- Developer(s): Sirius Software
- Publisher(s): Sirius Software
- Programmer(s): Dan Thompson Andy Kaluzniacki
- Platform(s): Apple II, Atari 8-bit, Commodore 64
- Release: NA: 1983;
- Genre(s): Scrolling shooter
- Mode(s): Single-player

= Repton (1983 video game) =

Repton is a Defender-inspired scrolling shooter written by Dan Thompson and Andy Kaluzniacki for the Apple II and published by Sirius Software in 1983. It was ported to the Atari 8-bit computers, and Commodore 64.

==Gameplay==
The player controls a fighter ship sent to stop a fleet of invading aliens from building an attack base on the planet Repton. The ship is equipped with lasers and a limited number of nukes that can destroy all enemies on the screen. The player can use an invulnerable shield for defense, but cannot steer or fire while it is up. If the player puts the shield up while moving, the ship will coast to a stop. In addition, a radar screen indicates the location of enemies on the planet surface.

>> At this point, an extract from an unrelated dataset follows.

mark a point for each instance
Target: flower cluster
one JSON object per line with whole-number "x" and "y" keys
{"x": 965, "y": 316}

Each level of the game is played in two parts. During the surface attack, the player fights enemies in order to delay the construction of the base. "Warning" messages indicate that a fresh wave of enemies is arriving, while an "Alert" tells of an attempt to siphon energy from the planet. If the player can fly through the enemy's energy beam in time, then pass through a charging station, the energy will be returned to the planet; otherwise, it will go into building the base.

Once the base is completed, the planet's defenses trigger a bomb that destroys the entire surface and the action shifts to the caverns, where the radar does not function. Here, the player must dodge enemy attacks and eventually destroy the base's power core, after which the next level begins with increased difficulty.

==Reception==
Softline in 1983 called Repton "the latest in ultra-fast action arcade games", praising its "faultless animation". Video reviewed the Apple II version of the game in its "Arcade Alley" column where it was described as "pure excitement from start to finish", noting that extra features enhance gaming experience. Reviewers praised the game's "finely detailed graphics" and noted that "action is [its] hallmark". Ahoy! in 1984 gave Repton grades of B for graphics and C+ for gameplay. The magazine stated that the game "offered nothing new", and to only buy it if looking for "a definitive Defender-like shoot-em-up". Jerry Pournelle wrote in BYTE that despite disliking the Apple version of Repton, "I find myself wasting more time than I should on the Atari version". The Commodore 64 Home Companion stated that the game had "excellent visuals". Repton received a Certificate of Merit in the "1984 Computer Game of the Year" category at the 5th annual Arkie Awards.

==Legacy==
In 2011, Kaluzniacki released a version of Repton for the iPhone. It uses high-resolution visuals instead of pixel art, which Jeff Minter criticized for losing the flavor of the original.